- The cover to The Masked Man #1; art by B.C. Boyer.

Publication information
- Publisher: Eclipse Comics
- First appearance: Eclipse #7 (November 1982)
- Created by: B.C. Boyer

In-story information
- Full name: Dick Carstairs
- Species: Human
- Partnerships: Barney McAllister

Publication information
- Publisher: Eclipse Comics
- Schedule: Bi-monthly (#1-9) Irregular (#10-12)
- Format: Ongoing series
- Publication date: December 1984 – April 1988
- No. of issues: 12

Creative team
- Written by: B. C. Boyer
- Artist: B. C. Boyer
- Editor(s): Cat Yronwode (#1-9) Fred Burke (#10-12)

= The Masked Man =

Comic book series published by Eclipse Comics

The Masked Man is a fictional comic book crime-fighter created by B.C. Boyer and published by Eclipse Comics. His first appearance was in Eclipse #7, dated November 1982. The Masked Man is the alter ego of private eye Dick Carstairs, who takes on the identity of the Masked Man so that his friend Barney McAllister, a reporter, could grab headlines using tales of his crime-fighting adventures.

==Publication history==
Boyer originally created the character as a simple one-shot "throwaway" for Eclipse, and originally pitched it as White Collar Man before Eclipse publisher Dean Mullaney persuaded him to retitle the strip. While the character's visual similarity to Will Eisner's The Spirit has been noted, Boyer claimed the latter had no influence on the Masked Man, who was instead born out of the creator's apathy towards overcomplicated superhero costumes, and that he was unaware of the similarities until editor Cat Yronwode pointed out the resemblance. After being introduced to Eisner's work, Boyer devised the character of the Phantom Man in tribute. After the end of Eclipse, the Magazine in January 1983, The Masked Man graduated to colour successor Eclipse Monthly, appearing in all ten issues from August 1983 to July 1984; it was the only ever-present in the anthology. Yronwode chose to give Carstairs a blue mask for his colour debut, something she later admitted to regretting.

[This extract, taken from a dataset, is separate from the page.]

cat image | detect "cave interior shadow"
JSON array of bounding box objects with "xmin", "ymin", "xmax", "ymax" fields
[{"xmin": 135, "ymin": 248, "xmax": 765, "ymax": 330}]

The Masked Man was then given an ongoing series from December 1984. Initially the bi-monthly ongoing retold the character's origins. The series was originally planned to end after 9 issues in 1986 but resumed with #10 in 1987.

The resurrected title switched to black-and-white interiors. The book would then keep an irregular schedule until the twelfth and final issue, with editor Fred Burke noting Eclipse published the issues "whenever they were ready". In 1988 Eclipse sought Boyer's permission to include the Masked Man in crossover Total Eclipse. He acceded and the character featured in promotion for the title, but ultimately Carstairs and McAllister would only appear in a single panel of the series - drawn by Boyer himself.

==Fictional character biography==
During his crime-fighting career, Carstairs meets a number of allies and enemies. Among these is Dan Drekston, a reporter who threatens to reveal the identity of the Masked Man unless he can take Barney's place as Carstairs' companion. He also encounters Phantom Man, a.k.a. Lenny Winchester, when he saves Carstairs' life. The Phantom Man is an old man in a blue business suit, fedora, domino mask and gloves. Aphidman is another whom Carstairs crosses paths with, a high school student named Percy who mistakenly thinks he has superpowers like Spider-Man. Carstairs also meets Maggie Brown, who was blinded by gunfire; after saving her life, Carstairs falls in love with Maggie, although Barney believes she is faking her blindness. Barney also meets Carstairs' sister, Roxy Chicago, a criminal and murderer.